My Vision vs Publishing Reality

Today I wanted to discuss a concern I have with shifting from writing my story to publishing it. When I initially wrote this novel the individual stories of each character were presented in chapters that shifted from one character to the other at similar points of time. What happened on their first day? What happened within their first week? The reader learned about the world through shifting perspectives.

Each chapter was written from the point of view of its main character. The narration is written with their perspective in mind. Only their thoughts are presented to the reader. The world is seen only through their eyes.
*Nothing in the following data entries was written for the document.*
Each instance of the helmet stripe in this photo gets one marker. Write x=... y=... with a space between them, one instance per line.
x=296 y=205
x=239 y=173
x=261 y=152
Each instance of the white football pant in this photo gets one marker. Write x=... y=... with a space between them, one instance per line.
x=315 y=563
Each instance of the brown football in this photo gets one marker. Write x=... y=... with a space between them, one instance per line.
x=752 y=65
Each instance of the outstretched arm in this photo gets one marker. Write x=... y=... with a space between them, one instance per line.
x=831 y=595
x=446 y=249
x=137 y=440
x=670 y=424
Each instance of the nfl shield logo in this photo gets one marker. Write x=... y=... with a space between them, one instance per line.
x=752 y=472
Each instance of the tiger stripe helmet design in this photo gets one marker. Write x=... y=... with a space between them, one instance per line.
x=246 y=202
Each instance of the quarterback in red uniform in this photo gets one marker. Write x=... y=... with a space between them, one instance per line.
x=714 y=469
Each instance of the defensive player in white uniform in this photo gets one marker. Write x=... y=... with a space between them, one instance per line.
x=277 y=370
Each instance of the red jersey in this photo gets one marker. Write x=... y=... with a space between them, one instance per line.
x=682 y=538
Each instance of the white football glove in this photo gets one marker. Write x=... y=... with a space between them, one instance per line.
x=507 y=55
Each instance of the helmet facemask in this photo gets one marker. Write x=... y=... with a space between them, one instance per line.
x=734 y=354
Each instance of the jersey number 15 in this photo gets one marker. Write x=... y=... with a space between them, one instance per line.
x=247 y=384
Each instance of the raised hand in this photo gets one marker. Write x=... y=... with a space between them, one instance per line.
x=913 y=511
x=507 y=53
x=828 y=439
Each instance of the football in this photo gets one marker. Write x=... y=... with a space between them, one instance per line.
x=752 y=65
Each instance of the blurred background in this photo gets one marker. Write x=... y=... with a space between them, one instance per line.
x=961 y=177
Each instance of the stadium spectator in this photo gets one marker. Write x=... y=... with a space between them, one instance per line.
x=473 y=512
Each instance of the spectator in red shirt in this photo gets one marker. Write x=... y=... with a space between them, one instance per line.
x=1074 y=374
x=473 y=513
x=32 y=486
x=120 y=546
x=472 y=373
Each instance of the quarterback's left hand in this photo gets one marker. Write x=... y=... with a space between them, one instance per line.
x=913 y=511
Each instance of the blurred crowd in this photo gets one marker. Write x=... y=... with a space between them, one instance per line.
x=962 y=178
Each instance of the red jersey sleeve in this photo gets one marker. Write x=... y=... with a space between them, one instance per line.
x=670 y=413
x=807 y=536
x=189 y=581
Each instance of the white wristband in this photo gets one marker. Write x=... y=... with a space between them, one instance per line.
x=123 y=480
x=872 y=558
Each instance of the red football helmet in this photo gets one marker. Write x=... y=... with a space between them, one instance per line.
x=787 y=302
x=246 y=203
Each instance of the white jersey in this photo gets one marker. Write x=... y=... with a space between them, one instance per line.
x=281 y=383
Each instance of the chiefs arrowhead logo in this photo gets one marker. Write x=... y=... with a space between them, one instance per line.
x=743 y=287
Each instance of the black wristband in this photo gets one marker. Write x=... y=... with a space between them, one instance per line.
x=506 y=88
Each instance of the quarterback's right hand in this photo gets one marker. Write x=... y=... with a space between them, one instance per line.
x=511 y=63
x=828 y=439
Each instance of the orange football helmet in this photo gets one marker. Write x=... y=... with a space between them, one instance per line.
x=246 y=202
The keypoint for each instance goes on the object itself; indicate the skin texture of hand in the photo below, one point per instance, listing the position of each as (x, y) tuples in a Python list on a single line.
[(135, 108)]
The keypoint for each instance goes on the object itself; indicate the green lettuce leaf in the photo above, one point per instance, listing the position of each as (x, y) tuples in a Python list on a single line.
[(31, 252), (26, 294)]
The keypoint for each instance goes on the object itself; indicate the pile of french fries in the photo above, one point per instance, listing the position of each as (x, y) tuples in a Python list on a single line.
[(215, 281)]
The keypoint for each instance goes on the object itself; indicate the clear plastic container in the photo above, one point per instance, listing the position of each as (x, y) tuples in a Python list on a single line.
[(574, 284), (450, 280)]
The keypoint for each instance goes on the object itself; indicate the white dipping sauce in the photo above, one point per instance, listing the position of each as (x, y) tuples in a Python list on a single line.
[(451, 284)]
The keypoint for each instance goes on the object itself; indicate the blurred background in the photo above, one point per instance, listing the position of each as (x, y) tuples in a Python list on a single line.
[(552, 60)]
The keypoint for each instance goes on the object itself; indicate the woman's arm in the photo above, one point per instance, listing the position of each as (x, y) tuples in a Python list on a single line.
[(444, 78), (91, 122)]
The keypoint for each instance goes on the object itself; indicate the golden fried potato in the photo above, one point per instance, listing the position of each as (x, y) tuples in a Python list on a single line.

My goal was to tell a story of survival in a fantasy world from the points of view of a diverse cast. My intended audience are people who like to dig into a vast world. Readers of science fiction and fantasy are often as interested in learning about the setting just as much as they are interested in learning about the characters. My hope was that each reader could find at least one character that they could identify with.

Splitting this into five separate short novels will make it easier for me to find an agent and, hopefully, a publisher. If I need to self-publish, it will be easier for an interested reader to invest their hard-earned money into a shorter novel to determine if my work is worth their future investment.

My fear with this choice is that a reader will choose one story and not find the character that speaks to them.

Another concern I have is that each character (or set of characters) have radically different situations to contend with. For some, their individual story is rooted more in horror. They are dealing with the undead primarily and with the simple urgencies of survival. However, another character is isolated and sees little of the threat of the undead. Instead he deals with finding a place amongst one of the many races that inhabit this world. Two others are bonded with animals and find themselves dealing with a group of humans that represent various tribes who are also bonded with the spirits of animals. They form a nation that deals with issues of diversity and conflicting interests that, while different, mirror the problems a nation like the USA. They are a ‘melting pot’.

This means that if a particular book is read, what the reader sees of the world is limited. As a large novel these different pieces formed into a coherent whole. With the first half of the single novel simply dealing with surviving from moment to moment there is no satisfying climax that can be told in two hundred pages. It requires a large novel to do that.

With separate novels I can present a climax of sorts to allow a satisfying conclusion and hopefully whet the appetite of the reader to see what happens next.

First, I need to worry about getting these stories published and finding readers. Hopefully, there will be enough interest so that in the future I can tell a larger story that shows all of these characters evolving in the same work. By the conclusion of the stories overall arc those characters that survive what I put them through will come together in a final resolution. Thank you.